During the Summit, when people were discussing barriers and success factors, time and again they repeated the mantra, it's not about the technology but about the people.

Did you know that 1,600 web managers participate in an open, collaborative, sharing community with the goal to make the best government websites in the world? Across local, state and federal agencies, school districts, departments? Breaking down silos and working with IT, legal, records, procurement, and program staff?

For more on how federal web managers collaborate and information on best practices and how to better serve citizens using the Web and new media see

As Bev said, "Let's stop this madness and get organized!"

[so's you know, I am a proud member of this community.]


  1. Wow... thats great..!! By being altogether is better always..!! By helping each other and creating a revolution throughout is the better step taken to promote the Nation high..!!

  2. Bev Godwin said that, in wake of Karina, the web-managers got together and decided "to use the same terms in the same way" on their websites.

    IMHO, it sounds like Bev, in addressing the "Gov2.0" community (and not just the audience at the Gov20 Summit) is saying that, in order to "Stop the Madness, and Get Organized", one of the first steps is to:

    Use the SAME TERMS in the SAME WAY!!!

    For example, everyone is using the same term "Gov2.0" .... but NOT in the SAME WAY!

    Many people at the Gov2.0 Summit are under the impression that "Gov2.0" only involves "Web2.0" social networking tools.

    Yet, Bev describes the growth of the community/network of federal web-managers by use of (gasp!) an email-listserv!

    Social networking with a "pre-Web" tool?! This is heresy to those who would have us believe that "social networking" can, or should, ONLY occur with the "new" tools, e.g., Facebook, Twitter, etc.

    So, until we clear up the terminology, many people will indulge themselves in their own personal definition of "What Gov2.0 Means to ME" ... and our conversations on this topic will continue to be seen by others as just babble.

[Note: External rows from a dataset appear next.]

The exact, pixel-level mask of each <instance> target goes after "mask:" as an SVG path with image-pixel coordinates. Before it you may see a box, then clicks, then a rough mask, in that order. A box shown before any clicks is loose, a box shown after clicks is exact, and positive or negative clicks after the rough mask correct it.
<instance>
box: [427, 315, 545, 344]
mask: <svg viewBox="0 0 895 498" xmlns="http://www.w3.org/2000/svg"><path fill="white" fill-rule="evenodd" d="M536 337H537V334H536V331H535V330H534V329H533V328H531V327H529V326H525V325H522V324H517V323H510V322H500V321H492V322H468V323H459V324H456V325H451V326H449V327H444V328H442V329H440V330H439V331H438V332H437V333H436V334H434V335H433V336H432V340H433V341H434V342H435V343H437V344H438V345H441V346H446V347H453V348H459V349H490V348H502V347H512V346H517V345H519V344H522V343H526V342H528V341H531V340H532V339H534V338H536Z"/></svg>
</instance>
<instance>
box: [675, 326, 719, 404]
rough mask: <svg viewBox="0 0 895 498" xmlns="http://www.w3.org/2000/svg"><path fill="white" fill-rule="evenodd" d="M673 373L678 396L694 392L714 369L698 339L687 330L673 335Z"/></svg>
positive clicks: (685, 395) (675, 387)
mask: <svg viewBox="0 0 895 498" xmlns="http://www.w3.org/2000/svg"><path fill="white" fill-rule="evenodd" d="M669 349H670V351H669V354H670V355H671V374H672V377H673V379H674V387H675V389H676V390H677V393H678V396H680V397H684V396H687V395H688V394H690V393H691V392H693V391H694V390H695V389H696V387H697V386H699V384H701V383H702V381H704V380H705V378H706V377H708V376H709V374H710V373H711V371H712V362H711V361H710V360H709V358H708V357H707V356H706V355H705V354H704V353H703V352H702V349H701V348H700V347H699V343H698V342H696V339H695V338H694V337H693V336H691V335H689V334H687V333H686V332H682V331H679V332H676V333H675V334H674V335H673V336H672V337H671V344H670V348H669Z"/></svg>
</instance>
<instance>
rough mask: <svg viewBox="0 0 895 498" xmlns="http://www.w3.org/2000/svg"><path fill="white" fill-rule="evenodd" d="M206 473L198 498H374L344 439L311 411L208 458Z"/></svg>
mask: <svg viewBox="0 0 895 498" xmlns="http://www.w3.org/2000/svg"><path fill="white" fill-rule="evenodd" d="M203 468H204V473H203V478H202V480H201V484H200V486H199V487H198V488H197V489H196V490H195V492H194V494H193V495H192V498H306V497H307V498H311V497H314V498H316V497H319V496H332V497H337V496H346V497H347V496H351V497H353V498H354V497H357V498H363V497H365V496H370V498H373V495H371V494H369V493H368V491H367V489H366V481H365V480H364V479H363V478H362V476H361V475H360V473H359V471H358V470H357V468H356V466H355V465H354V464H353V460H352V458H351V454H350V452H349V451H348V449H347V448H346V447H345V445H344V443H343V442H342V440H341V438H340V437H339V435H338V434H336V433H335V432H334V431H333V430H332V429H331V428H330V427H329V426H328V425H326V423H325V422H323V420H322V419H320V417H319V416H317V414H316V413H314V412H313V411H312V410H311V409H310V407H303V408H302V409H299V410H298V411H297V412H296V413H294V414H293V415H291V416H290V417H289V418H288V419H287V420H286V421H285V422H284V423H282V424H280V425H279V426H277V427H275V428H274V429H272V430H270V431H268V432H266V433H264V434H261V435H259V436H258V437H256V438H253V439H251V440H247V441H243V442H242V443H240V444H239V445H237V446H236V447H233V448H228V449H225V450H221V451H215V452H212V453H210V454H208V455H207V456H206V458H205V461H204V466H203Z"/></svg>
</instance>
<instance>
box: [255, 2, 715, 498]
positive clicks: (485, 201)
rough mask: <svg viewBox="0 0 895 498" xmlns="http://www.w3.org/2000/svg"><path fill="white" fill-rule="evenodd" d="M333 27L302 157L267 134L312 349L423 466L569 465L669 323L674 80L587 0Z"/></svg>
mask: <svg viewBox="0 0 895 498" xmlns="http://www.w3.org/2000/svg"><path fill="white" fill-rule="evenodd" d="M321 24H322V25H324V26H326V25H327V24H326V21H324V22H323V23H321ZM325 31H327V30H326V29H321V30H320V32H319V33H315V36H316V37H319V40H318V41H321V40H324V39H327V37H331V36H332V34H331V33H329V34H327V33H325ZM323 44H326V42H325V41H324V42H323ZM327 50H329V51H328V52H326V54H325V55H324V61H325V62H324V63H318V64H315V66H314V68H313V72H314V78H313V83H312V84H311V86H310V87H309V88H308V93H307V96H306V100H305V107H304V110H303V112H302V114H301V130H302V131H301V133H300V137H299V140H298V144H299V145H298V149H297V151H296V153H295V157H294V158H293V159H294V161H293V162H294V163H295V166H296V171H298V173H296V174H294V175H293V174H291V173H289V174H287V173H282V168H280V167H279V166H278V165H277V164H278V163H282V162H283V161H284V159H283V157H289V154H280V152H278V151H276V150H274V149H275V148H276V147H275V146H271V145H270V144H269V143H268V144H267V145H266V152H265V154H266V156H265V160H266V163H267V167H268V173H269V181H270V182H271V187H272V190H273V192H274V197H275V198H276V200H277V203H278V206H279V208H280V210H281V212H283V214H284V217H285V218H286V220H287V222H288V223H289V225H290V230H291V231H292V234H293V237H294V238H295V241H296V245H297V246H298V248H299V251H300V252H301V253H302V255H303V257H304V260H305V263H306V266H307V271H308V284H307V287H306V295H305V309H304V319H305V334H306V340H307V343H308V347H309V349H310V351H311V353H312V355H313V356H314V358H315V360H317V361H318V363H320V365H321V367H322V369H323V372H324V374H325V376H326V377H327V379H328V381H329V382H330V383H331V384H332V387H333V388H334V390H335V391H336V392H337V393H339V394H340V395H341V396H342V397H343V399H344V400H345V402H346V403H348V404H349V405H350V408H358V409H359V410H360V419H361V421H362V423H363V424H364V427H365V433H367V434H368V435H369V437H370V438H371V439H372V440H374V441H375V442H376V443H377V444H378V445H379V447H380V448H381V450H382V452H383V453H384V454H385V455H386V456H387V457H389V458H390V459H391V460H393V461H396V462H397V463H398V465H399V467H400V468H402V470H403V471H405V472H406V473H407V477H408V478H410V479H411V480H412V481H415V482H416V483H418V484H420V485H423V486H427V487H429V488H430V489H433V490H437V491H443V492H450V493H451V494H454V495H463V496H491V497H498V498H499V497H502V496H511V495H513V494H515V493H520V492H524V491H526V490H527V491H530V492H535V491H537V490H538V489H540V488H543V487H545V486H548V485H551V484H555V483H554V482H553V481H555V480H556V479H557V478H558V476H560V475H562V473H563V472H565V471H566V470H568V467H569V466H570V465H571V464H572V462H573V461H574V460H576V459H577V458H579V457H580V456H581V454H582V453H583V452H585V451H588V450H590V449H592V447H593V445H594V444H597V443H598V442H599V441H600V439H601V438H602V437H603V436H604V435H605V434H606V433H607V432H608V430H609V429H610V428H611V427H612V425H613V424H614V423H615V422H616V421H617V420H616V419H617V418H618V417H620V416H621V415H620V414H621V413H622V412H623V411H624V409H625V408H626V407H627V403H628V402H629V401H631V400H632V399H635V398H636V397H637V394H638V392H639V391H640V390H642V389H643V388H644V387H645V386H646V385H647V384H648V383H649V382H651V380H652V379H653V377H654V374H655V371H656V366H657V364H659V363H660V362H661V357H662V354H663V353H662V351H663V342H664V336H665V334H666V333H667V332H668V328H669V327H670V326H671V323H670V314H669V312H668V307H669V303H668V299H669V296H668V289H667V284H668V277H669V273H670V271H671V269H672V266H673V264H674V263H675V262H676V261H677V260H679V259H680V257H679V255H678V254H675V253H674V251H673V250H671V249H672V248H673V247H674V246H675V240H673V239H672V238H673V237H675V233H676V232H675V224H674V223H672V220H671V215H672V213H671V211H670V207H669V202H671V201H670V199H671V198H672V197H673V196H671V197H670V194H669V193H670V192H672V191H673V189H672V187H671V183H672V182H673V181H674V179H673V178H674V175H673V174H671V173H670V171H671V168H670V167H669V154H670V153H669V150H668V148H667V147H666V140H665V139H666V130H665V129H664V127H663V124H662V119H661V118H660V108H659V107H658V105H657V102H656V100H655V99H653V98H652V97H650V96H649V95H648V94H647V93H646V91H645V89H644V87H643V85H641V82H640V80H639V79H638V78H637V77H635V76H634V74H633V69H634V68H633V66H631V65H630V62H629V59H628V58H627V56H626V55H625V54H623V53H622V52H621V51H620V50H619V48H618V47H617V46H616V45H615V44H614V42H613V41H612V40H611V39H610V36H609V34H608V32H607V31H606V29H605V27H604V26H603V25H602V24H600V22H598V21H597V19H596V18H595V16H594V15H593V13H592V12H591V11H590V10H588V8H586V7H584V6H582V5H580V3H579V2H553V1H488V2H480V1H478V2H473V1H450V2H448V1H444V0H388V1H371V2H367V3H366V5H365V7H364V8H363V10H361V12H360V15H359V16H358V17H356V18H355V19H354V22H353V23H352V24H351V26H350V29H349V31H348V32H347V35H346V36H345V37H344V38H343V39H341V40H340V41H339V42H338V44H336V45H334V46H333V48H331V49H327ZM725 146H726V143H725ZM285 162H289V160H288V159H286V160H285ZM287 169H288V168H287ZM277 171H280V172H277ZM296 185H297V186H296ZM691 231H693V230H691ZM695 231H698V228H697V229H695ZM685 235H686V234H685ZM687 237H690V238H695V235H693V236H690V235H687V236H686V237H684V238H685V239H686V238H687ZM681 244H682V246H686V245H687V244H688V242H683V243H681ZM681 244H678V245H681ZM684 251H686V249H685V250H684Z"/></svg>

    FYI: I raised this concern about terminology on the Open Govt. Dialogue (See Point #4 at )

    Stephen Buckley

  3. Thanks for your comment @Stephen. You are right that using common terminology was critical in emergency communications, like Katrina. And maybe it's somewhat easier to gain consensus in the heat of battle. I don't know, tho, if gaining consensus on what Gov 2.0 is or means is the first step.

    IMHO the term has been morphing, but will eventually become defunct. If Gov 2.0 is the path to transparency, citizen participation and collaboration, great. But I am a great believer in the saying that there are many streams that lead into the great rivers that flow into the sea. Different people/agencies/orgs will take different paths, but the end point is better government.